Stringy hairs. Anemic skin. Flat blue eyes. Today I saw myself. I forgot who I was. I forget who I am. I forget who I wanted to be.
Trees. Redwoods. Inhale the Northern California ocean air. My air. My first memories. My first love: the redwoods.I feel myself smiling as I feathery ferns tickle my feet.
I step through the wardrobe, landing in the wolds I created. By living. I read my incongruous handwriting. I listen to my various hued scrawls—they are telling me stories. My stories.
Ebbing and flowing. My life. Like sand. Turbulent waves kick kick kick. Kick me into the beach. Rip me back into the current. Again Again. Again.
I am in Trinidad. Humboldt County. I am planting poppies with my mother. I am in Dublin, drowning in the emerald sea. I am at Burning Man, filling my camelback with vodka.
I am 18. I am on 280. I am on 92. I am driving to the sea. I am pulling into my grandmother’s driveway. I inhale salty, ocean air—the scent of my mother.

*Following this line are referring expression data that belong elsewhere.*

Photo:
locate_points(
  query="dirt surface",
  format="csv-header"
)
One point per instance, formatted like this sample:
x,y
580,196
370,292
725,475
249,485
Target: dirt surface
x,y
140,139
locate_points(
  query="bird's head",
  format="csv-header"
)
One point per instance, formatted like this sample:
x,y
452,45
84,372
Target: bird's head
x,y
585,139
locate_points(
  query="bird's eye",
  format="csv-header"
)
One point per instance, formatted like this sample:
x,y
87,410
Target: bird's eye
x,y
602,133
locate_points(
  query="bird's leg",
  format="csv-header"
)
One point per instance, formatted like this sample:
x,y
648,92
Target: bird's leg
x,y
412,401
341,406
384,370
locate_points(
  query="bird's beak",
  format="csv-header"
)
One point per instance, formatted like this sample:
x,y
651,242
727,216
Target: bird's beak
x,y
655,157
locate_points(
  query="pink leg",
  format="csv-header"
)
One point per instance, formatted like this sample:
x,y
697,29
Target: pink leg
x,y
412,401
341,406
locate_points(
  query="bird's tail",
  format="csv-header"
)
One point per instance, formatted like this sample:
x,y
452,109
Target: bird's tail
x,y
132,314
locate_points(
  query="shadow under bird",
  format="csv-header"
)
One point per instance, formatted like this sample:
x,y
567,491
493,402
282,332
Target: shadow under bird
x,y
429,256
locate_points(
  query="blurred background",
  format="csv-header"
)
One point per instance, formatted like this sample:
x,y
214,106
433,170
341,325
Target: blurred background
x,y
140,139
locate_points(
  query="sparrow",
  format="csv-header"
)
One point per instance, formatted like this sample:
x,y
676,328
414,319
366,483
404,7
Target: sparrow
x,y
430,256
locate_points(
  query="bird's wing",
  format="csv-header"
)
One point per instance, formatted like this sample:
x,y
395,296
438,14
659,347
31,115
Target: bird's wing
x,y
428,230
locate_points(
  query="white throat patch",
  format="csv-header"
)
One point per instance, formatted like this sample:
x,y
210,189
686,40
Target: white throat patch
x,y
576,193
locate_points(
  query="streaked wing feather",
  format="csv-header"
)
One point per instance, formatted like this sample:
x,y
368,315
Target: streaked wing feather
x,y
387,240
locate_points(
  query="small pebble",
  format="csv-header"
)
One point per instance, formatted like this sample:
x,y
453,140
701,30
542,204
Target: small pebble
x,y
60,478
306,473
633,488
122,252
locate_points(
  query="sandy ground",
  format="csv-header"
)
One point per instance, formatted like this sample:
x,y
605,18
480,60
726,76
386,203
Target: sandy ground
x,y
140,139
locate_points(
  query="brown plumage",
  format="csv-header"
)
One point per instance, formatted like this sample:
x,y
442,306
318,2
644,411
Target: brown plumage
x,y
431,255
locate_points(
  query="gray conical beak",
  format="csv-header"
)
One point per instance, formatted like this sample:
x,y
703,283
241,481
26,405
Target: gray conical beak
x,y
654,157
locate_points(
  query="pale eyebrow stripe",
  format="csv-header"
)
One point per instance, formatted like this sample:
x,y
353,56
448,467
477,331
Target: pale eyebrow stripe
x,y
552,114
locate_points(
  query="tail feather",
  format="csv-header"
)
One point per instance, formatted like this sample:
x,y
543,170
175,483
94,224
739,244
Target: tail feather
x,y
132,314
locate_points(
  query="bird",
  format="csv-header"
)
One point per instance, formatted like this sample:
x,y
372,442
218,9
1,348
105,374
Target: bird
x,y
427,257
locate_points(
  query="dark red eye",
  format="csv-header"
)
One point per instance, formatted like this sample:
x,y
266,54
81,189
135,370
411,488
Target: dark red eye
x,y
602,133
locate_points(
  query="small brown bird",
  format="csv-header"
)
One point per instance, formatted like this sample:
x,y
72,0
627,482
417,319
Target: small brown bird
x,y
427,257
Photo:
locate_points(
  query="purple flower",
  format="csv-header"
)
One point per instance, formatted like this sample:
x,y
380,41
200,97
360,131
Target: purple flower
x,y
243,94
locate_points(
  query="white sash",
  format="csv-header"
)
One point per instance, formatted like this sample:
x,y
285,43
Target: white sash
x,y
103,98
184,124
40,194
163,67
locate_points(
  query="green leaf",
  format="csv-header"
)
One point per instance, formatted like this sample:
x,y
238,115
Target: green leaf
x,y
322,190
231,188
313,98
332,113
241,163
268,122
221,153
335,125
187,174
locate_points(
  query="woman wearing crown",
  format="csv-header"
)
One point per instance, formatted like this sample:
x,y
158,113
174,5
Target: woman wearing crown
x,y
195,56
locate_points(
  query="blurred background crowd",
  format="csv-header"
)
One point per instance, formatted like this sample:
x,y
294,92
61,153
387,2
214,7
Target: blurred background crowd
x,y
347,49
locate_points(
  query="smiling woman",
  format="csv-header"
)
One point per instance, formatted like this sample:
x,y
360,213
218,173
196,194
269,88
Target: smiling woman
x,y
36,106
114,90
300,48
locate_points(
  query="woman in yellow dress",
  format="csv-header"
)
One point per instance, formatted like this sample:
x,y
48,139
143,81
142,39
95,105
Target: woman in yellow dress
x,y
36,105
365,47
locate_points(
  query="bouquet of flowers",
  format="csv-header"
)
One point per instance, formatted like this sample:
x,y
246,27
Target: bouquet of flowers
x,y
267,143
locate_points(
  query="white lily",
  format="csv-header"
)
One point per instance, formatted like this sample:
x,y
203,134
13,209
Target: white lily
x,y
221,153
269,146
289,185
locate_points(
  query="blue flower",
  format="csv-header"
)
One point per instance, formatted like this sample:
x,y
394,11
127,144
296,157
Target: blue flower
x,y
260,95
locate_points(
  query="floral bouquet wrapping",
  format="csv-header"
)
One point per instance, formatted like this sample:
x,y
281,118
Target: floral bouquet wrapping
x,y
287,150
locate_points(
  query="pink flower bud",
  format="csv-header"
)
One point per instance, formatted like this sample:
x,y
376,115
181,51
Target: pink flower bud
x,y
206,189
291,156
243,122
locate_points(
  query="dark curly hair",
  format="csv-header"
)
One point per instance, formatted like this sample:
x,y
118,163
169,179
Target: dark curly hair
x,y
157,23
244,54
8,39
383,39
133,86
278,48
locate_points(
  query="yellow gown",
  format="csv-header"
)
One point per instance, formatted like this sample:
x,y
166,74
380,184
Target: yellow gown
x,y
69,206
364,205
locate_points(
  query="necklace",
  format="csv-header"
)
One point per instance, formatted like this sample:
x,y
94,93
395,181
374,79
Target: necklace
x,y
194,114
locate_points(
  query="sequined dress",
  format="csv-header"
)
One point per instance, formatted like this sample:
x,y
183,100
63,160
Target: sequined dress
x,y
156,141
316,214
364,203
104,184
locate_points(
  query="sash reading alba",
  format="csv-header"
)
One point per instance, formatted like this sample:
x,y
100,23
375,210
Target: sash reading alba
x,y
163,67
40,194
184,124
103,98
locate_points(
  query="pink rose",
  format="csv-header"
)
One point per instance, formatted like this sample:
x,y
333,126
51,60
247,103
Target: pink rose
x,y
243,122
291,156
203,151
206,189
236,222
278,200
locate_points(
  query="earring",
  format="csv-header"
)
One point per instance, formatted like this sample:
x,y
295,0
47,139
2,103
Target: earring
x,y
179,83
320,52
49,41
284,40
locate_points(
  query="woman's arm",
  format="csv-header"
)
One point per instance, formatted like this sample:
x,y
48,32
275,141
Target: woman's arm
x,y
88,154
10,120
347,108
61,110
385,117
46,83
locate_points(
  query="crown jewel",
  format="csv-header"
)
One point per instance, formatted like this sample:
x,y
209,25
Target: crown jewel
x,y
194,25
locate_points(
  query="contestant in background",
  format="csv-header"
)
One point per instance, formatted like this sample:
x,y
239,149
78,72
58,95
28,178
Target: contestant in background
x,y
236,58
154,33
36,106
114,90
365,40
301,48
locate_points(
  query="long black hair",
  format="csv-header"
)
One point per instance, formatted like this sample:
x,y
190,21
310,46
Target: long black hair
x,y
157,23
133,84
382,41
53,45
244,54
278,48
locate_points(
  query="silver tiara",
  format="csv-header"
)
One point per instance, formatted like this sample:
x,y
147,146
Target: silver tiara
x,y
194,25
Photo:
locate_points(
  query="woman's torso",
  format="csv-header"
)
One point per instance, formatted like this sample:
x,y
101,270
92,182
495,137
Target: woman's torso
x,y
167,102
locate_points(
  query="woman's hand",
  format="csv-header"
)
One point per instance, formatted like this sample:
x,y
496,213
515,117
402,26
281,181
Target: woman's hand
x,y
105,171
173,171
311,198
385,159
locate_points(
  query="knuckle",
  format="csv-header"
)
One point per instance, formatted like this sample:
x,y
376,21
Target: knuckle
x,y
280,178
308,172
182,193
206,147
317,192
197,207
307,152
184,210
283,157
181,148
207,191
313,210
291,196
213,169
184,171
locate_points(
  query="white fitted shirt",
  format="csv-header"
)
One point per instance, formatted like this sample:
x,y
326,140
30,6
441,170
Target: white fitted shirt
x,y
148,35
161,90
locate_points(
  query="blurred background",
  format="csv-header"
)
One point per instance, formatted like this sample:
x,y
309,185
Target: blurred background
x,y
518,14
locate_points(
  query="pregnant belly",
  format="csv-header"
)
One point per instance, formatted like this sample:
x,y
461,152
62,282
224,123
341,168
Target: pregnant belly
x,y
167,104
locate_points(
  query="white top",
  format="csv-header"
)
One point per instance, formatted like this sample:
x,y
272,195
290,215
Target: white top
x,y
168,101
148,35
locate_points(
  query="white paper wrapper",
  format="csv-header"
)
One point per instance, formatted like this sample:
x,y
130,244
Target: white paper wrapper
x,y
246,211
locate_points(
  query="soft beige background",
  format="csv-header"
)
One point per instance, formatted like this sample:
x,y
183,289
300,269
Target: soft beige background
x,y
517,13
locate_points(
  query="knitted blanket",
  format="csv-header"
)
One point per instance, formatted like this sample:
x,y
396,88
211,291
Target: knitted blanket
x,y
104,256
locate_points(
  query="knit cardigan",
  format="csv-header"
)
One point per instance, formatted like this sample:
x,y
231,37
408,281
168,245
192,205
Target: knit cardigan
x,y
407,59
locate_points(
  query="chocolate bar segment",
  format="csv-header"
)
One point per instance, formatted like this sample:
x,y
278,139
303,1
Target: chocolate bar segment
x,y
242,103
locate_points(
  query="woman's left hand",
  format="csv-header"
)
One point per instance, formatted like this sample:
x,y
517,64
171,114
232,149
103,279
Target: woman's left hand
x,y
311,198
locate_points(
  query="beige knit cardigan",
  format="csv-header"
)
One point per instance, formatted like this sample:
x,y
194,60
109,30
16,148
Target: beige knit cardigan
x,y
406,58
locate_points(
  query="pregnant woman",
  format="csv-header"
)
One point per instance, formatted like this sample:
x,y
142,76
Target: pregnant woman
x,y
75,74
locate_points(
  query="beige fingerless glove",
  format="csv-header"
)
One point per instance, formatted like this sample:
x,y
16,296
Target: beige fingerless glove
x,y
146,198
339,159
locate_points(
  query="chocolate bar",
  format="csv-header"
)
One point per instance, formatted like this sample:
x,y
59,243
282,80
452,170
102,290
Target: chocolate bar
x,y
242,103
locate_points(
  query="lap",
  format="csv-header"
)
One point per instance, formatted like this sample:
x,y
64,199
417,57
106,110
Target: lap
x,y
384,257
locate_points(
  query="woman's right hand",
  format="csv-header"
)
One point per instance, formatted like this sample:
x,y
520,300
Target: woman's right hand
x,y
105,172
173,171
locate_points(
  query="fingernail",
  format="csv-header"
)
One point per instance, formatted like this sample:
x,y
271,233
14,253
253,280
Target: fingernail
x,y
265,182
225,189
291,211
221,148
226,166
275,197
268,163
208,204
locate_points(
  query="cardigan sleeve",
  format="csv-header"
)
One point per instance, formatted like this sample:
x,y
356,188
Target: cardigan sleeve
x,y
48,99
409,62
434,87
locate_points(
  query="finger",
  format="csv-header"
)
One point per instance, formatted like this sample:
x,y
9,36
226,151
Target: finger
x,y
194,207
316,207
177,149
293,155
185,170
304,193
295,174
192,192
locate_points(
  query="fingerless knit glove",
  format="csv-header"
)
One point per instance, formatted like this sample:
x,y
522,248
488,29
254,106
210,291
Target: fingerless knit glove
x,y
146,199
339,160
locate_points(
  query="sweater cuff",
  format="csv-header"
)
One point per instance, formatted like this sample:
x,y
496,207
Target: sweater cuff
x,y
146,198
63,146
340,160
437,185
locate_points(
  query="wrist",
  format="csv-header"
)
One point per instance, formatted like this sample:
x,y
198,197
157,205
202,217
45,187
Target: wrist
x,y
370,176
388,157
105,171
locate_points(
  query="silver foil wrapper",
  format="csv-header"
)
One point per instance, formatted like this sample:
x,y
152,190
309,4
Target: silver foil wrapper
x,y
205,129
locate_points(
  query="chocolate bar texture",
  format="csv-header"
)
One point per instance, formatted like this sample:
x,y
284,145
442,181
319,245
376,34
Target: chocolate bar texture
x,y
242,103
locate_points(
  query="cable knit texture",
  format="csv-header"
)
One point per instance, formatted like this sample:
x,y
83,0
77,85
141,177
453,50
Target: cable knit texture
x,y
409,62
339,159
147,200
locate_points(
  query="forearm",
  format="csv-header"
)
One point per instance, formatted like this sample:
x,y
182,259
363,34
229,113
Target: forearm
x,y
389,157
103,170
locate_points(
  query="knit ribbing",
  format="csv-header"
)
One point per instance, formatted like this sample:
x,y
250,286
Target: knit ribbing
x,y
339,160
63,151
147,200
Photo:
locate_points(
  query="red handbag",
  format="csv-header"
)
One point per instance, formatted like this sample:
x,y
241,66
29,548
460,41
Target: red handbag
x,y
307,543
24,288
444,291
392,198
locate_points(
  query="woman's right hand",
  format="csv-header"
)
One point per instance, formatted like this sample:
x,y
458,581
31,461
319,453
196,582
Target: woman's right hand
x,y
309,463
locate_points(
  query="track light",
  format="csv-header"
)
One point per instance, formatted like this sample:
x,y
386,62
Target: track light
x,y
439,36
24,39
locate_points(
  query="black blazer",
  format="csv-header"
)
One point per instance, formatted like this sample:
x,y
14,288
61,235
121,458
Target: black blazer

I’m 17. I am at Sunnyvale 1 Hour Photo, pulling photos from the minilab. Windows are explode, blasting me with tiny slivers of glass. It is October 17th, 1989.
I’m still shaking, but the earth is not. I reach into my pocket and grip my keys. Stunned, I walk towards my blue Chevy Nova, which is eerily intact. Other people wonder around the gravelly parking lot. Through the war zone I fight my home. Then—Cupertino. Home. I find my mother, perched on a sofa that is blanketed in broken pieces of our life.
I’m 17.5. I am told my mother’s brain surgery went very well.
I’m 19. Jay is holding my hand. We are boarding a plane to Dublin.
I’m 21. I’m alone, boarding a plane for Prague.
I’m 22. Jay is holding my hand. We are boarding a plane to our honeymoon—Kauai.
I’m 42. I have landed in the future. My world—this world—is in a forgotten universe.
I’m 36. Holding my newborn son. My kid has my eyes. I have my kid’s teddy bear. We cuddle.
I was home, then. Safe. Making things. Writing. Carrying my kid in a sling around my ribcage. Now, staring out my Dallas window, I remember how dumb I used to be. So naive.